三日目 安全対策2

「えっとですね、毒を飛ばせるようになってもらうと言うのは例えですよ。普通に遠距離攻撃が出来るようになってもらいたいだけです」

「はい!」

みんなが「なるほど」と納得している所、元気よく返事をしたのは、女性の戦士だった。

「確かあなたは投石器を使われていましたね」

「はい!」

彼女は笑顔で返事をするが、「はい」以外には何も言ってこない。

「投石器も重要ですが、一人だけでなくみんなが遠距離から戦えるようにしたいと思います」


ゴブリンは背が低く、リーチも短く、力も人間もとい鎧人より弱い。それなのに彼らの戦闘方法は近接武器によるものばかりだ。

これを遠距離中心に変える。


「でも弓は壊れていますし、他に武器はありませんよ」

このまっとうな意見を発したのは女性戦士ではなく、大人になる少し手前くらいの男子だ。
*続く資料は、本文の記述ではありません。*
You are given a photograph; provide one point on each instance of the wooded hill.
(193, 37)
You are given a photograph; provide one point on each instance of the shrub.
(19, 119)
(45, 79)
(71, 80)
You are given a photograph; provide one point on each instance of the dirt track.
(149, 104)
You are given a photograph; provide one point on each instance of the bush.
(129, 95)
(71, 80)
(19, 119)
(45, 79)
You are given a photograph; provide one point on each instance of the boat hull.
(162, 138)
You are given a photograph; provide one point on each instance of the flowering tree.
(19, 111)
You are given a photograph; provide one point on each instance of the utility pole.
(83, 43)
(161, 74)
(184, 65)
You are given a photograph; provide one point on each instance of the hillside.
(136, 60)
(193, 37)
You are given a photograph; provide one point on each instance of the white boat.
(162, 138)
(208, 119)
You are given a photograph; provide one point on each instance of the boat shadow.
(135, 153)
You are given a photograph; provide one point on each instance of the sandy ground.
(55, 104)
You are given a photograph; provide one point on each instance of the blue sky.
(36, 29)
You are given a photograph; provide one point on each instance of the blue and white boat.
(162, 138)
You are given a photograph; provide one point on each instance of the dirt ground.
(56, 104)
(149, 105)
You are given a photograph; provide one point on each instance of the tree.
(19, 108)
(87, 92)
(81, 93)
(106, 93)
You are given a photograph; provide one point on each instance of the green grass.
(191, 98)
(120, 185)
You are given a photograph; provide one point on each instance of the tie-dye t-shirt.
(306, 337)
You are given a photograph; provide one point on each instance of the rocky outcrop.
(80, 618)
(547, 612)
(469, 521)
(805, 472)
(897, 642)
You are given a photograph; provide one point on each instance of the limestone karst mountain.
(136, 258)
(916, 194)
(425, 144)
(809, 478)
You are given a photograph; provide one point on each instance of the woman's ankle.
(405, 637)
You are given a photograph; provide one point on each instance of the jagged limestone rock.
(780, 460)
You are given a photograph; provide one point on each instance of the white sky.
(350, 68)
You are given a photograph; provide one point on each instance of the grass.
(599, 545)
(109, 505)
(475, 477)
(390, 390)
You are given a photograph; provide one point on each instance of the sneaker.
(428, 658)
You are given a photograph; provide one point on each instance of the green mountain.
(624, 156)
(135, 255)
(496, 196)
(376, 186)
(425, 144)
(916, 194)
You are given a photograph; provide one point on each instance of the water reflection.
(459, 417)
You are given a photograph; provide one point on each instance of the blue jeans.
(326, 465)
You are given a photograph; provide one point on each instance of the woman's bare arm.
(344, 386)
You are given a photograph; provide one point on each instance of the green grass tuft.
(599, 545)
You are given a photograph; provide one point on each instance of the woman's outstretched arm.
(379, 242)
「そうですね、でも壊れているとはいえ弓の状態は悪くないので、簡単な修理で使えるようになると思います。矢はないのでそちらは一から作る必要がありますが、そちらもお教えしますのでみんなで作ってみましょう」

ラパスには弓修理や弓製作の知識はあるが、スキルはない。だから本物の職人が作るような弓は出来ないがある程度使えるものは作れるはずだ。


「ぼ、僕にも弓を教えて頂けますか?」

先ほどの若者は弓に興味があるようだ。

「えっと、それは隊長の許可があればもちろん構いませんよ。いかがでしょう、隊長?」

「まあ、いいーんじゃないか。そんかわり途中で投げ出すんじゃないぞ」

「もちろんです。ありがとうございます、隊長。それにラパス様」

「まずは修理してからですけどね」


遠距離武器は近接武器より複雑なのでメンテナンスが出来るようになってもらわないと結局また壊れて放置されることになる。


「それと、説明の途中でしたが、遠距離武器を使えるようになる事で戦力増強以外にも様々な利点があります。

まず、狩りが楽になるので食糧を確保しやすくなるでしょう。

そして、長老が作られる『毒』と弓矢は相性がいいので、上手く使えば今より安全に攻撃できるようになります」


彼らは今まで毒を剣や槍に塗って使っていたようだが、本来は弓矢に使うべきものだ。

体の大きな獲物に対しては、即効性のある毒でも効果が出るまで数十分から数時間はかかる。

近接武器ならその間ずっと命を危険にさらして逃げ回らないといけない。


「どうでしょう、安全な場所に隠れて攻撃を行いすぐに逃げるという戦い方はできないでしょうか?」

これができるなら非戦闘員の一部はある程度防衛戦力として役に立てるだろう。


「それは、ありがたい」

「それなら安全に狩りができる」

「だが、弓を使えるようにならないとダメだからな~」


おおむねみんなの意見はポジティブなようだ。意外にも戦士たちの方が積極的だ。

どうやら今まで敵の近くに戦う必要があり怖かったのだという。遠くから安全に攻撃する方が彼らの性格に合っているようだ。


もっとも安全に戦う方法は弓矢だけではない。順次他の対策も実施していく予定だ。


「ともかく、まずは材料集めからです」


索敵班の話を聞く限り竹らしきものを小川の側で見たことがあるらしい。

それ以外にも弓矢に適した木もあるはずだが、細かい木の種類を特定するのは難しそうだし、竹は他にも役立つから竹を集めてもらうことにする。